Apple’s command-line development tools

In addition to the GUI-based development tools, Apple has included some very powerful and useful command-line tools for debugging and monitoring Mac OS X applications. You may wonder why you need to use UNIX-like command-line tools for developing Mac OS XGUI applications when GUI tools are available.

Mac OS X applications primarily use the Cocoa and Carbon frameworks for their services; but these services use the underlying Darwin operating system, which is a preemptive multitasking system that supports many programs running concur- rently. Understanding this interaction and being able to use it to your best advantage can make all the difference between a snappy, properly performing program and a sluggish program that is no fun to use. Currently, the command- line tools supplied by Apple let you peek into the operating system while your program is running and see how it is using the system’s resources. This is a powerful tool ability that will help you understand how to design and potentially opti- mize your program to make the best use of Darwin’s power. In addition, the command-line tools offer a greater level of detail than the GUI tools.
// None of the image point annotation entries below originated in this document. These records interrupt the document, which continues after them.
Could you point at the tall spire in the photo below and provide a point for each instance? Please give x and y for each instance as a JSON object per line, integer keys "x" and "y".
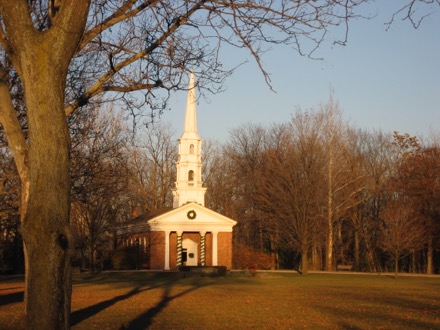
{"x": 189, "y": 185}
{"x": 190, "y": 129}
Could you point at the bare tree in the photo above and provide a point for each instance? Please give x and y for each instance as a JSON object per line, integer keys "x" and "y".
{"x": 152, "y": 164}
{"x": 417, "y": 179}
{"x": 344, "y": 177}
{"x": 99, "y": 180}
{"x": 402, "y": 232}
{"x": 66, "y": 53}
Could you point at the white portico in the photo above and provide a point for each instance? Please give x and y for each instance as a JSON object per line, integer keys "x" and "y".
{"x": 188, "y": 234}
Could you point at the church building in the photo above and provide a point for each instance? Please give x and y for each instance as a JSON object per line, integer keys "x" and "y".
{"x": 188, "y": 234}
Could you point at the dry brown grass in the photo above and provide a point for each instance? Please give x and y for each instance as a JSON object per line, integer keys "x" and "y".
{"x": 140, "y": 300}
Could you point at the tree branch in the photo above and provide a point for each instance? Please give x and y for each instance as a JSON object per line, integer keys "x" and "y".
{"x": 96, "y": 88}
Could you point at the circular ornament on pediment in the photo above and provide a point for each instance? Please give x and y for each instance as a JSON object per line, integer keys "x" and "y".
{"x": 191, "y": 214}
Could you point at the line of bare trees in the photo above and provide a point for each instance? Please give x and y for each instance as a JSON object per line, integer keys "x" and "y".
{"x": 315, "y": 193}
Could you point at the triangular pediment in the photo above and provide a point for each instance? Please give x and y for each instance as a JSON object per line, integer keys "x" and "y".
{"x": 191, "y": 217}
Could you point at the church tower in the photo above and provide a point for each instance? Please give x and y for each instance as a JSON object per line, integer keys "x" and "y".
{"x": 189, "y": 186}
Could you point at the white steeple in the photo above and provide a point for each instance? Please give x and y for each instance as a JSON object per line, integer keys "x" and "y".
{"x": 189, "y": 186}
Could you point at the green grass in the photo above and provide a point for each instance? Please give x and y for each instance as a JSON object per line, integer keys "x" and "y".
{"x": 140, "y": 300}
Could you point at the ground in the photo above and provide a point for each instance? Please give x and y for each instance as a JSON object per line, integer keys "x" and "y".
{"x": 139, "y": 300}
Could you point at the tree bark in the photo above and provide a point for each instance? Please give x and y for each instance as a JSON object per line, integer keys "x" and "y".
{"x": 42, "y": 60}
{"x": 430, "y": 256}
{"x": 45, "y": 223}
{"x": 304, "y": 259}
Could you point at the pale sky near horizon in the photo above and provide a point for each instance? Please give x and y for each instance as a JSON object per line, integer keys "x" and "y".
{"x": 383, "y": 80}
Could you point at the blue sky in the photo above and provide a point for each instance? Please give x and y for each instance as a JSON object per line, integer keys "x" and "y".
{"x": 387, "y": 80}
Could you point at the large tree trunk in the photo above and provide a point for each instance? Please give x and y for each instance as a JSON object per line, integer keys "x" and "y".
{"x": 430, "y": 256}
{"x": 45, "y": 206}
{"x": 42, "y": 60}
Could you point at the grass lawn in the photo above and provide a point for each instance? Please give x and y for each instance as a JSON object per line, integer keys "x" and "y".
{"x": 140, "y": 300}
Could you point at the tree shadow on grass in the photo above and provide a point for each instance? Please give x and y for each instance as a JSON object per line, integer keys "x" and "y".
{"x": 144, "y": 320}
{"x": 85, "y": 313}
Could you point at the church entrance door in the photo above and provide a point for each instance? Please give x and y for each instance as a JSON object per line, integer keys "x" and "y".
{"x": 191, "y": 252}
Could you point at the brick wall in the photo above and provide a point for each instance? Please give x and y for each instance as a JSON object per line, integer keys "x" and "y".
{"x": 224, "y": 241}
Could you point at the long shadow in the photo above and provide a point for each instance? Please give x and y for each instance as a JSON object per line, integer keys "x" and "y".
{"x": 11, "y": 298}
{"x": 85, "y": 313}
{"x": 144, "y": 320}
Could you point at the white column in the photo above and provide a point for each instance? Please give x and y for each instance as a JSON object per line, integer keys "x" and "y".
{"x": 214, "y": 248}
{"x": 167, "y": 250}
{"x": 179, "y": 249}
{"x": 202, "y": 248}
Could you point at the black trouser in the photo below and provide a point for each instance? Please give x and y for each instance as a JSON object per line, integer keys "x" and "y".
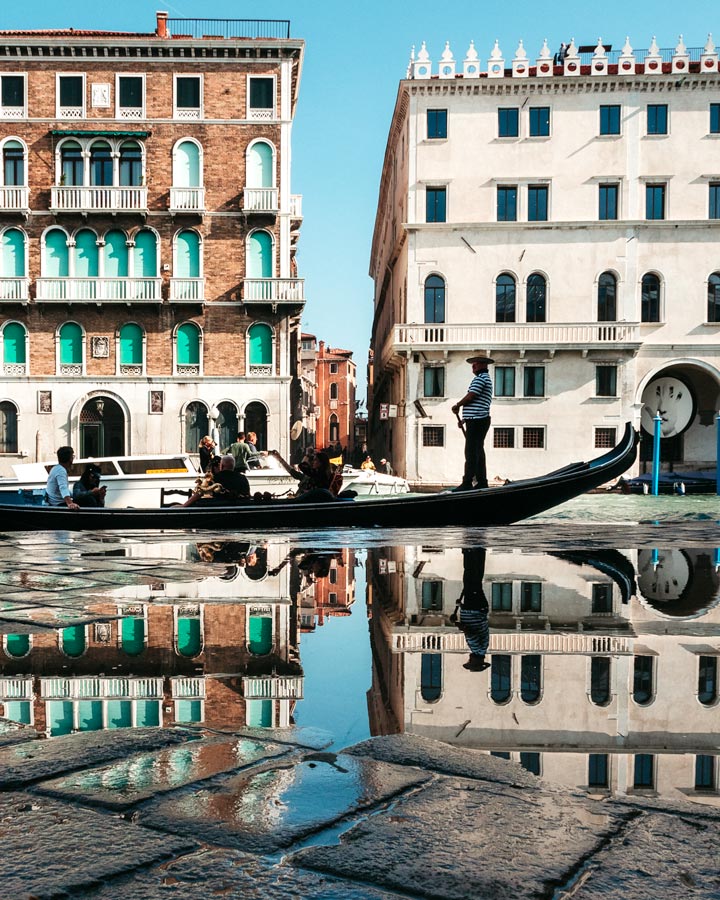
{"x": 475, "y": 467}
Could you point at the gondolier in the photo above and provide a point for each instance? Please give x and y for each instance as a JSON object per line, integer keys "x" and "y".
{"x": 475, "y": 423}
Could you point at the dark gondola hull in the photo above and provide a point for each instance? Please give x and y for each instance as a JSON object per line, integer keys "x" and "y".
{"x": 491, "y": 506}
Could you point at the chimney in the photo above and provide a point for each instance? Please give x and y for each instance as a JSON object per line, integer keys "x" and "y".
{"x": 161, "y": 30}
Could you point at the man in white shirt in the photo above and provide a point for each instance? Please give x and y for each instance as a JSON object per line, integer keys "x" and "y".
{"x": 57, "y": 488}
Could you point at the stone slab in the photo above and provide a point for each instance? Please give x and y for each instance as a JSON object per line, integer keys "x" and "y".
{"x": 129, "y": 781}
{"x": 262, "y": 812}
{"x": 231, "y": 875}
{"x": 457, "y": 839}
{"x": 51, "y": 849}
{"x": 39, "y": 760}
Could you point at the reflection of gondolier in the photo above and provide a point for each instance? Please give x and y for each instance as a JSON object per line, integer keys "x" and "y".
{"x": 476, "y": 423}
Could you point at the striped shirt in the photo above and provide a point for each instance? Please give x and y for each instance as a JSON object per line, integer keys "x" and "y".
{"x": 481, "y": 387}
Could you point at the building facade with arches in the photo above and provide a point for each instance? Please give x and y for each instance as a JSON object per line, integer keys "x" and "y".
{"x": 148, "y": 288}
{"x": 560, "y": 217}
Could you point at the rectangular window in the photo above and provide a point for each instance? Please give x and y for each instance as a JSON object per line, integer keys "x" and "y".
{"x": 606, "y": 381}
{"x": 534, "y": 438}
{"x": 433, "y": 436}
{"x": 507, "y": 203}
{"x": 605, "y": 438}
{"x": 437, "y": 123}
{"x": 534, "y": 381}
{"x": 714, "y": 212}
{"x": 539, "y": 121}
{"x": 654, "y": 201}
{"x": 502, "y": 596}
{"x": 607, "y": 202}
{"x": 504, "y": 381}
{"x": 537, "y": 202}
{"x": 435, "y": 204}
{"x": 508, "y": 122}
{"x": 503, "y": 438}
{"x": 715, "y": 118}
{"x": 434, "y": 381}
{"x": 609, "y": 120}
{"x": 657, "y": 118}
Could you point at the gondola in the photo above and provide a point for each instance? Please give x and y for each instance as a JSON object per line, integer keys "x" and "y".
{"x": 502, "y": 505}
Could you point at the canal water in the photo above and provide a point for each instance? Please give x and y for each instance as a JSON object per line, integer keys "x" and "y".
{"x": 601, "y": 618}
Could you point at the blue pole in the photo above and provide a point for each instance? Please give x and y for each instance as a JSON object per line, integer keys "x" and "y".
{"x": 656, "y": 455}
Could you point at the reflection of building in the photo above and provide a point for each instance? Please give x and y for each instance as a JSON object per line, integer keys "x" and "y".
{"x": 221, "y": 649}
{"x": 148, "y": 234}
{"x": 549, "y": 215}
{"x": 597, "y": 680}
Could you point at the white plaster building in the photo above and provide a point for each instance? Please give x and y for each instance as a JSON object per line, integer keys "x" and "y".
{"x": 561, "y": 216}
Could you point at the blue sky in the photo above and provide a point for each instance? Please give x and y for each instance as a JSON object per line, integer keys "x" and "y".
{"x": 355, "y": 56}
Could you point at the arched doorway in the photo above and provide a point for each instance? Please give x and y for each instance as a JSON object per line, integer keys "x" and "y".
{"x": 102, "y": 428}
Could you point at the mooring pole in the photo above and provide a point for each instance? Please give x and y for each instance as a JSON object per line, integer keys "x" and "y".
{"x": 657, "y": 421}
Another application of these tools is troubleshooting programs you did not write, but suspect are causing problems (reverse engineering programs). Imagine you are using a script to insert data records into a database. Some insert operations are very slow and cause excessive disk thrashing in the database program.

By using the command-line tools, you can get a snapshot of how the database program interacts with the operating system, which may shed light on the cause of the problem.

All the command-line tools are simple to use, but they do require some study to understand their use and features. In truth, you must understand the operating system and the memory allocation scheme, and you need some experience using the tools on real problems. Luckily, man pages are available for all the tools.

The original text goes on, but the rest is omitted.